# Suggestion For National Weather Service



## PetalsandPines (Mar 26, 2001)

Remove the dots from a pair of dice. On one replace with Sunny, Rainy, Snowy, Blizzard, Cloudy, Lake Effect. On the other replace with 50%, 100%, Could Be, Maybe, Chance. Hire one person in every major city to roll the dice and WAMMOOO there is your forecast. Obviously it would save us taxpayers millions of dollars. Probably would be 100% more accurate than the current system. And it would prevent me from wanting to strangle the local weathermen.:realmad:


----------



## polarplowing (Nov 16, 2005)

I agree 110%!! Most of the time the N.W.S. doesn't know their head from their A##! In a period of 4 hours they went from 80% chance of 6" to 80% chance of less than 1" and then to 50% of 1-3". Really mad, we only got 1/2". Like your idea of rolling dice, hey who knows maybe they will get it right that way.

RYAN


----------



## RamesesSnow23 (Jan 4, 2004)

polarplowing said:


> I agree 110%!! Most of the time the N.W.S. doesn't know their head from their A##! In a period of 4 hours they went from 80% chance of 6" to 80% chance of less than 1" and then to 50% of 1-3". Really mad, we only got 1/2". Like your idea of rolling dice, hey who knows maybe they will get it right that way.
> 
> RYAN


Dont pay any attention to % chances, its BS. It changes throughout the day and is sometimes not even changed by a person its done by computer. For whatever reason, you cant put much weight on NWS's graphical forecast they change too much and your often better off watching the local tv station. Also if your on your local NWS webpage, click on the "Forecast Discussion" link. It will give you a much better idea of whats going on and its actually updated by a person multiple times a day. They should give you all senarios, and update more frequently when storms are on the way or in progress.


----------



## LwnmwrMan22 (Jan 20, 2005)

polarplowing said:


> I agree 110%!! Most of the time the N.W.S. doesn't know their head from their A##! In a period of 4 hours they went from 80% chance of 6" to 80% chance of less than 1" and then to 50% of 1-3". Really mad, we only got 1/2". Like your idea of rolling dice, hey who knows maybe they will get it right that way.
> 
> RYAN


The only thing you can use ANY weather site for, is for a generalization.

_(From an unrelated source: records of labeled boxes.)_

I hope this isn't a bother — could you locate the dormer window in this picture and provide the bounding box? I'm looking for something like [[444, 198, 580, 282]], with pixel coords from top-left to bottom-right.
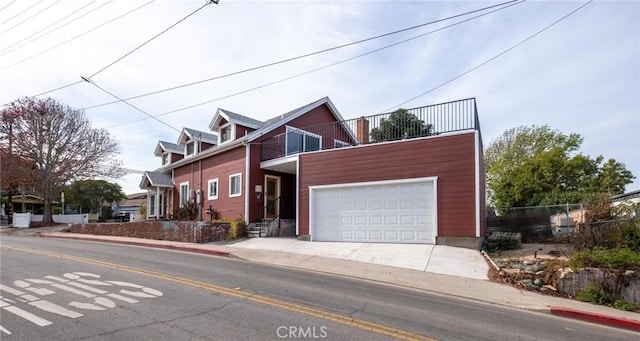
[[220, 123, 232, 143], [184, 140, 198, 156]]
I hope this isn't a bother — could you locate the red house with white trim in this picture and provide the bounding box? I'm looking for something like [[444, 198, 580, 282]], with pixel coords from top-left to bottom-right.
[[140, 97, 486, 248]]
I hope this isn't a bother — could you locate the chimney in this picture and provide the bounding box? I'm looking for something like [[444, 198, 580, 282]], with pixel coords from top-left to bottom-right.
[[356, 116, 369, 144]]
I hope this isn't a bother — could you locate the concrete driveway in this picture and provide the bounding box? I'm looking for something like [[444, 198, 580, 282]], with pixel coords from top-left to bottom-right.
[[228, 238, 489, 280]]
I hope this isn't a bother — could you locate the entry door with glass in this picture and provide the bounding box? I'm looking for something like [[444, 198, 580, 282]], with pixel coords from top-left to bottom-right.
[[264, 175, 280, 219]]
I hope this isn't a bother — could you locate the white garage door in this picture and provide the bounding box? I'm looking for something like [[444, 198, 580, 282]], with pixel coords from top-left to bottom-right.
[[310, 179, 437, 244]]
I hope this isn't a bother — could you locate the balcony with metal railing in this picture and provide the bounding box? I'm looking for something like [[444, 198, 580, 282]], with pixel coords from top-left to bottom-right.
[[260, 98, 480, 161]]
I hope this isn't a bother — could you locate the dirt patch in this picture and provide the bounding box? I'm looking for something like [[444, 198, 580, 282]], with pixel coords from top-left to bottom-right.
[[488, 243, 571, 297], [489, 244, 571, 261]]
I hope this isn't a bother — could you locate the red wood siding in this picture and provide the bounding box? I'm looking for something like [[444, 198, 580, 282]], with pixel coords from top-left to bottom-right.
[[299, 133, 476, 237], [173, 146, 246, 220]]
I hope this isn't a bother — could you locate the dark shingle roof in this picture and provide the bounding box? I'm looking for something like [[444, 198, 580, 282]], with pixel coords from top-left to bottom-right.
[[218, 109, 264, 128], [182, 128, 218, 144]]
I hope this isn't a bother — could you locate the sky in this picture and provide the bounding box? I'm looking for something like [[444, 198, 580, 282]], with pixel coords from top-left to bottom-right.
[[0, 0, 640, 194]]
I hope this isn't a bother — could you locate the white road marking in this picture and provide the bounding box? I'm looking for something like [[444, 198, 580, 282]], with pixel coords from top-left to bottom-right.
[[107, 294, 139, 303], [44, 276, 69, 283], [13, 279, 55, 296], [0, 326, 11, 335], [69, 302, 106, 310], [0, 284, 26, 296], [2, 306, 53, 327], [67, 282, 108, 295], [51, 283, 96, 298], [108, 281, 162, 298], [29, 300, 84, 319]]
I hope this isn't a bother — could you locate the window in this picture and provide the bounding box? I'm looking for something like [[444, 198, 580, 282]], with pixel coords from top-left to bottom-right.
[[333, 140, 351, 148], [184, 140, 198, 156], [286, 127, 322, 155], [229, 173, 242, 198], [207, 178, 218, 200], [220, 123, 232, 143], [180, 182, 189, 207]]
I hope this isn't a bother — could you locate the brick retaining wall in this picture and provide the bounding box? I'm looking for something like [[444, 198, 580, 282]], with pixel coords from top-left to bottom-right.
[[69, 220, 240, 243]]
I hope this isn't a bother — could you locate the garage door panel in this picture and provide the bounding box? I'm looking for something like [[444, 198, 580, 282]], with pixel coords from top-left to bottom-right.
[[311, 180, 435, 243]]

You can use it to know if there's a possibility that you might plow within the next 12 hours.

After that, you've got to learn to read your own local radar, a state wide area radar and a radar that covers at least 1/2 the nation, so you can tell what the storm is doing yourself.

If you're going to rely only on someone else, you might as well wait until the customer calls and wonders when you're going to plow.


----------



## qualitylawncare (Jan 16, 2004)

PetalsandPines said:


> Remove the dots from a pair of dice. On one replace with Sunny, Rainy, Snowy, Blizzard, Cloudy, Lake Effect. On the other replace with 50%, 100%, Could Be, Maybe, Chance. Hire one person in every major city to roll the dice and WAMMOOO there is your forecast. Obviously it would save us taxpayers millions of dollars. Probably would be 100% more accurate than the current system. And it would prevent me from wanting to strangle the local weathermen.:realmad:


I know how you feel man..

We heard:

6-10"+ on Thursday
then changed to 4-6" on Friday
then again to 2-5" on Saturday
last night I heard 2-3"
and we ended up with nothing natural. All we've gotten so far is lake effect.


----------